Obwohl sich die Stimmen derer mehren, die ein Ende der Ein-Kind-Politik fordern, gibt es bislang keine Anzeichen dafür, dass es so kommen wird. Im Gegenteil verteidigte die Regierung im vergangenen Jahr ihre Politik und kündigte an, vorerst daran festhalten zu wollen.
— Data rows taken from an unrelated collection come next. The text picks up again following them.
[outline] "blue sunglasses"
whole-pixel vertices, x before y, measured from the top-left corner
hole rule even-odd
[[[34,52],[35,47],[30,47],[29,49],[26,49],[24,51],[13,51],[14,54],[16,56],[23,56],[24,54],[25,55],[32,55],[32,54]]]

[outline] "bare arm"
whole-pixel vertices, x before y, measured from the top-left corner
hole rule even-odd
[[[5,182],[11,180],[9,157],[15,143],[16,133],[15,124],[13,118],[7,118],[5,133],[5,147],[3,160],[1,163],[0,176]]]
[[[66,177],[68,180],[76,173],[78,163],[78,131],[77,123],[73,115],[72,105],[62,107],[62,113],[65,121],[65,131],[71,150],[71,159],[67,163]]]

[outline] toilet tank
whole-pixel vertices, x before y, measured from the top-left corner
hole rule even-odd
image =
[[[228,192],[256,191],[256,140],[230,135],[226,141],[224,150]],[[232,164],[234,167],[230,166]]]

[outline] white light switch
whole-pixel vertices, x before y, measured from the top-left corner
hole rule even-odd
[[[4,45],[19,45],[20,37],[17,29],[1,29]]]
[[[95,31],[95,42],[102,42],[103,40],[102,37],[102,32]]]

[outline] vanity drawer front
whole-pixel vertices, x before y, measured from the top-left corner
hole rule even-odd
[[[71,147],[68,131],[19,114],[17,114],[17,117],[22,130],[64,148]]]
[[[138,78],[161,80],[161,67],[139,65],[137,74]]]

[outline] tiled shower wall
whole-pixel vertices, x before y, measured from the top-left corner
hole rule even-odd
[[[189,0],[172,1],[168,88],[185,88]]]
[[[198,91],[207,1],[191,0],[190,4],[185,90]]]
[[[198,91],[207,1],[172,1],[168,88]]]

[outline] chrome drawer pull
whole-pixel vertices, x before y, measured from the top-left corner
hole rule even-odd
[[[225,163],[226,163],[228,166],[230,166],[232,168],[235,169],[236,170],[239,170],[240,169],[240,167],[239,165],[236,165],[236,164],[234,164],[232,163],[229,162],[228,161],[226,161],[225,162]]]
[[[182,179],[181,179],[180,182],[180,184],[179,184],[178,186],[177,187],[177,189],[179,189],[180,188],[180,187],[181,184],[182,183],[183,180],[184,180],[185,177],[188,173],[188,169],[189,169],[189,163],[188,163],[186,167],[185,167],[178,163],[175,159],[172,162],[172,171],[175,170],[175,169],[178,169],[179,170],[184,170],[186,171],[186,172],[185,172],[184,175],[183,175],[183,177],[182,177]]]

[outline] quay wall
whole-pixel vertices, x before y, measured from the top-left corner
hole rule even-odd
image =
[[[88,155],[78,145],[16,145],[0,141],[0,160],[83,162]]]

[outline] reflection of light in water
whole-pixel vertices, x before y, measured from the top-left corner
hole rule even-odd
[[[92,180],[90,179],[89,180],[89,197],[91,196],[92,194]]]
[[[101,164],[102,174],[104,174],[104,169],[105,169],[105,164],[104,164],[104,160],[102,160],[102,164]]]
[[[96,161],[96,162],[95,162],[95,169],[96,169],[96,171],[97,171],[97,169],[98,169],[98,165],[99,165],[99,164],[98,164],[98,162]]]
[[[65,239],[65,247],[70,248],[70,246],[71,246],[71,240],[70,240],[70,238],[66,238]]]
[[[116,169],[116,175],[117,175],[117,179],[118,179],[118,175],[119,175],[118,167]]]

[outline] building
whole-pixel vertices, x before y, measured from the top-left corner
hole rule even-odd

Ihren Ursprung fand die Maßnahme im Bemühen der Regierung in den 70er Jahren, Wohlstand für alle theoretisch möglich zu machen, indem die Zahl der zu versorgenden Staatsbürger massiv reduziert wird. Nach eigenem Bekunden hat das Land seitdem 400 Millionen Geburten verhindert. Doch lange schon gibt es Zweifel an dieser Theorie von chinesischen Wissenschaftlern, die davon ausgehen, dass sich Chinas Geburtenrate mit wachsendem Wohlstand des Landes automatisch auf ein gesundes Maß reduziert hätte.